RIPON -- Confusion is Kyle Wengel's best friend a moment before taking a snap. While the defense still is trying to read the formation, Wengel is already putting the play in motion.
Such confusion leads to big plays.
"We'll use 10 to 15 formations in a game," Ripon High's senior quarterback said. "By moving our players around, the defense can't focus on the back or the slot receiver. It doesn't have time to set up for a new look."
That deception helped produce a 34-28 upset of Escalon, the first time in 16 years Ripon beat its rival, and has been integral to an 11-0 season.
It led to the Trans-Valley League title and the No. 3 seed in the Sac-Joaquin Section Division 4 playoffs but will it be enough to upset red-hot Central Catholic (9-2) tonight and send Ripon to the semifinals?
"If we continue to play the way we have this season, we have a chance to get one of the biggest wins in the history of Ripon football," said Wengel, whose club knocked off physical (Escalon, Hilmar) and agile (Hughson, Modesto Christian) teams in the TVL. "One of the things I bring to a huddle is my attitude. I get everyone up."
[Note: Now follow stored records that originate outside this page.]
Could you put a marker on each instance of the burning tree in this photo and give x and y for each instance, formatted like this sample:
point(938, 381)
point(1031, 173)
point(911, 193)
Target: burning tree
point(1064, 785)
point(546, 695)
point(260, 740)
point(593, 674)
The Indians needed that optimism after falling behind 28-7 at halftime at Escalon. Wengel rallied Ripon with his passing, including an 80-yard TD to Michael Ysit to cut the deficit to 28-14.
Wengel completed just 11 passes in the game, but piled up 234 yards and tossed two TDs without a pick. He completed five to Bradley Clark for 113 yards, as Ripon exploited its multiple formations to hide its top receiver.
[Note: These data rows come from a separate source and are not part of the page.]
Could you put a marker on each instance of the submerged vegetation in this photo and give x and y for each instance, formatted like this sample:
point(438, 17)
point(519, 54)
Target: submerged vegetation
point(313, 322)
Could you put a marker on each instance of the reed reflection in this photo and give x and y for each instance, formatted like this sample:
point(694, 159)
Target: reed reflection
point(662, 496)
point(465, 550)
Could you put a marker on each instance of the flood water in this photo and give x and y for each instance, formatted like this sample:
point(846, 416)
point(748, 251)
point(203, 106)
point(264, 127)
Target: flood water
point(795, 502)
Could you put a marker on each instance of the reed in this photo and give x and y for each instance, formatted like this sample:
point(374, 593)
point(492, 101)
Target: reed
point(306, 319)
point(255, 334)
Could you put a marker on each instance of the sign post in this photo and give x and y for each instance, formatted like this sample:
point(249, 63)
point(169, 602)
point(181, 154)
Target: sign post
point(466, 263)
Clark lines up as a slot on one play, halfback on another; Cole Herrin plays his natural receiver position one play, then lines up as the Wildcat the next snap.
The confusion can lead to mistakes by a quarterback, as well, if they're not well-versed in the 30 formations in the playbook.
"Right after my junior season ended, I began studying for this year," said Wengel, whose Indians were upset by Livingston in the first round in 2011. "I've always been a quarterback, so I'm used to studying formations. I try to push everyone else, too."
That includes Sunday school.
Wengel will recruit his father and brothers to fill the key offensive positions, and spend hours calling plays and identifying options he'll be able to exploit.
That's often followed by a film session, conversations with his backs and receivers later in the day, then more talking Monday.
Wengel has made a star of junior receiver Bradley Clark, pressed into service when Herrin turned an ankle early. Bradley has 15 TD catches, and averages 18 yards on his 35 catches.
"We'll talk about whether the defensive back is playing 7 to 9 yards off, or if he bails, and how we can take advantage of that," said Wengel, who has passed for 1,695 yards and 25 TDs with just six picks. "I want to have something to tell everyone, then we work on it all week. By the time Friday comes, we've done the research and we feel confident."
Wengel fired 20 TDs last year, but also threw 10 picks. He was 4-of-13 for 22 yards and an interception in the 12-10 playoff loss.
"We all expect more from ourselves this year," said Wengel, whose club averages 44 points a game, a 13-point increase from 2011. "We gotta keep pushing."